Friday, December 12, 2008

Employee Benefits Manager


We are looking for someone who can ensure that our benefits program helps us attract and retain the desired workforce. With the help of an assistant, this hands-on position will analyze benefits needs, make recommendations for change, and oversee benefits implementation & administration. Because we attempt to optimize our human resources, this position may at times get involved in non-benefits areas such as compensation or employee relations. Our company is entrepreneurial so the work environment tends to be flexible and non-bureaucratic. If you have a bachelor's degree and experience managing benefits, we are interested.

Excellent benefits package including medical, dental, vision, life insurance, PTO, and more, as well as competitive salary!


The dental business, eh?

Good, because, frankly, my teeth are in worse shape than a ten year old whose been left home alone while his family flies to France and has to outwit a couple of bumbling would-be burglars! Am I right? Yeah, I'm right...

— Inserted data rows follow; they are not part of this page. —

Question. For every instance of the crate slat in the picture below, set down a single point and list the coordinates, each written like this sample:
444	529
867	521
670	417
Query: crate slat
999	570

And now that I've broken the ice, let's get down to business, shall we? You need someone to snap your worthless employees into shape through iron-handed benefit management. That person could - nay, should! - be me. I know how to treat all the little hands reaching into your pockets. You cut them the hell off until they stop grabby-grabbing like awful, greedy little thieves! You must leverage those benefits until you've got a workforce that fears your wrath! This is what I like to do: I pretend I'm the Ayatollah and the employees are bad Muslims. What do you do with bad Muslims when you're the religious leader of a puppet government? You stone them to death, one after the next, until every single remnant falls into line. Here's another idea that I think will really wow you: Illegal workforce. I know, I know. Unpopular right now, but hear me out. If you can bring in a workforce that expects nothing? Then you don't have to GIVE them anything! Not a single benefit! They're barely even people! You can just sit back, let your pockets fill up with hundred dollar bills and coast your way to Cozumel. Seriously.

This is the opportunity you've been looking for. And I'm here to orchestrate the systematic degradation of your employee benefit package. Allow me to become your Gestapo. Together we will crush spirits, destroy hope and build a magnificent dental empire!